In this case due to Orlando developing a tachicardia during labour Orlando’s mothers was actively encouraged to take in more fluid yet there was no accurate record kept of either input or output of fluid. Again when in hospital further fluids were given intravenousely with no recognition of any potential risk of hyponatremia developing by the midwives or the Doctor on duty.
In my opinion action should be taken to prevent future deaths and I believe you (and/or your organisation) have the power to take such action.
You are under a duty to respond to this report within 56 days of the date of this report, namely by 21st June , 2024. I, the coroner, may extend the period.

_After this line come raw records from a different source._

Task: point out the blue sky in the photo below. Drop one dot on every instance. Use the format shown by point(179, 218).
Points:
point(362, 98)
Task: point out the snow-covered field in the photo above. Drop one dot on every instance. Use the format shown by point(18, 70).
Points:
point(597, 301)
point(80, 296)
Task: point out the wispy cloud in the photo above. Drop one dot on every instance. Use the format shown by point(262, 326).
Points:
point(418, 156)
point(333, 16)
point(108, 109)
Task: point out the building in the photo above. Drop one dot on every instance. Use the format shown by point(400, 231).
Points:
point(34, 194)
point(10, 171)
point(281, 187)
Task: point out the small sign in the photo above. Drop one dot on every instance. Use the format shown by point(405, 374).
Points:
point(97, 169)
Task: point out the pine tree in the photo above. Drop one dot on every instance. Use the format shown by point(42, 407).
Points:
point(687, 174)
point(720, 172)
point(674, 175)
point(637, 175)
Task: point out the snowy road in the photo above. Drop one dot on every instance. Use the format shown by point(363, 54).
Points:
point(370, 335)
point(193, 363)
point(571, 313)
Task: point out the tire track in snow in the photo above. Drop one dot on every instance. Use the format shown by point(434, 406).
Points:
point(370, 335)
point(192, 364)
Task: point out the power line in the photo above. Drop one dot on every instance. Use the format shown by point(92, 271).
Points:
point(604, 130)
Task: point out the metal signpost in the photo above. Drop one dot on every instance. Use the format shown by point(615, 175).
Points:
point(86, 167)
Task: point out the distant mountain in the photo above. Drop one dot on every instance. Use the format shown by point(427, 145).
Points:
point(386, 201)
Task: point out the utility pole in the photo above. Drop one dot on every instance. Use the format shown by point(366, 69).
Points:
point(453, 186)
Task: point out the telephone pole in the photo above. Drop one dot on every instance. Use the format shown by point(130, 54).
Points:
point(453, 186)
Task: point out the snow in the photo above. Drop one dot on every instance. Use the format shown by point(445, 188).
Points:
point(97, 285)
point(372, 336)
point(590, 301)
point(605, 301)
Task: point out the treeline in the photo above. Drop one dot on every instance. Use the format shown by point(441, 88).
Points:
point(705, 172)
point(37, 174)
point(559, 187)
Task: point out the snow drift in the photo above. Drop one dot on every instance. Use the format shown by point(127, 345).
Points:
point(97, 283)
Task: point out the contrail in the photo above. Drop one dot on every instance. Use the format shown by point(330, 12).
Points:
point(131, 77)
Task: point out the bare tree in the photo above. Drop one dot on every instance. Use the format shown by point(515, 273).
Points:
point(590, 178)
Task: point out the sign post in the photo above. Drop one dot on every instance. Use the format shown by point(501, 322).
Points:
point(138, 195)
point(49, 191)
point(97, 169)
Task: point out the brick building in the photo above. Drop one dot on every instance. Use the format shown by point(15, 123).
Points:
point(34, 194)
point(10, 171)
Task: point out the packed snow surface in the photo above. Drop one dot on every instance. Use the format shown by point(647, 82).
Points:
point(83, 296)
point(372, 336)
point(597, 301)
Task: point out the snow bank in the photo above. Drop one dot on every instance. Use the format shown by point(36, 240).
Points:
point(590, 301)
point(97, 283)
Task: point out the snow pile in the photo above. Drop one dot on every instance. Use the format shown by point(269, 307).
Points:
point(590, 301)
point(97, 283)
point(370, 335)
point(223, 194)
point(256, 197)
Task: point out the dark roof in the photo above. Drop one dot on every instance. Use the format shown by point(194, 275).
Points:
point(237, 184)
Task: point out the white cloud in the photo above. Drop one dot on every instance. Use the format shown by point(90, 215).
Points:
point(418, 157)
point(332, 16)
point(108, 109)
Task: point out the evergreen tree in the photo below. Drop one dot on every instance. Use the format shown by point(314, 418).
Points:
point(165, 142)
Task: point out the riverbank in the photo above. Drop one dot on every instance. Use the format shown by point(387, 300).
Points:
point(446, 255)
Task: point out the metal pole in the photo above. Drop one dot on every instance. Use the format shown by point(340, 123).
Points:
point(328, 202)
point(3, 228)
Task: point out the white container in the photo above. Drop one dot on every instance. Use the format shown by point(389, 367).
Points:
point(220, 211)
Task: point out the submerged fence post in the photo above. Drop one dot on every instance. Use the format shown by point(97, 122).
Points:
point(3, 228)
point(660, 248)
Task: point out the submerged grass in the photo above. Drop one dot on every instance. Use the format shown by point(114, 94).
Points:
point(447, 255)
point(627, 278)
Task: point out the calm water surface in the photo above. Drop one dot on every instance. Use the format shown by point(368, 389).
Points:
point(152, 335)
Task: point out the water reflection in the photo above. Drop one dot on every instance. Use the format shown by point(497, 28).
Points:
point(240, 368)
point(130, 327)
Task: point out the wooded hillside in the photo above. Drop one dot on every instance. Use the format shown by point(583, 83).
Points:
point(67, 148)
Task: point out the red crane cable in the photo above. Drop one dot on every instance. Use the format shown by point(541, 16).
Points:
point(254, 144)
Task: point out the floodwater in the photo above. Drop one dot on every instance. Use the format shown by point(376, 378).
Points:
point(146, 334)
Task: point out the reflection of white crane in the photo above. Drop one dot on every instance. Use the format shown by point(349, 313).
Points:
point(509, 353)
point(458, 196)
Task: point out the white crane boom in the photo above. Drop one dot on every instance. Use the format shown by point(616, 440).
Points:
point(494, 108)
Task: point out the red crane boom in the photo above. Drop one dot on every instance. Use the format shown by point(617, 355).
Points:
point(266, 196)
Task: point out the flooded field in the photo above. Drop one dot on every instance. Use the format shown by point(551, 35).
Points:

Your response must contain details of action taken or proposed to be taken, setting out the timetable for action. Otherwise you must explain why no action is proposed.
I have sent a copy of my report to the Chief Coroner and to the following Interested Persons
University Hosptial Sussex NHS Trust
Maternity and Newborn Safety Investigations
I have also sent it to
Care Quality Commission
who may find it useful or of interest.
I am also under a duty to send a copy of your response to the Chief Coroner and all interested persons who in my opinion should receive it.
I may also send a copy of your response to any person who I believe may find it useful or of interest.
The Chief Coroner may publish either or both in a complete or redacted or summary form. He may send a copy of this report to any person who he believes may find it useful or of interest.
You may make representations to me, the coroner, at the time of your response about the release or the publication of your response by the Chief Coroner.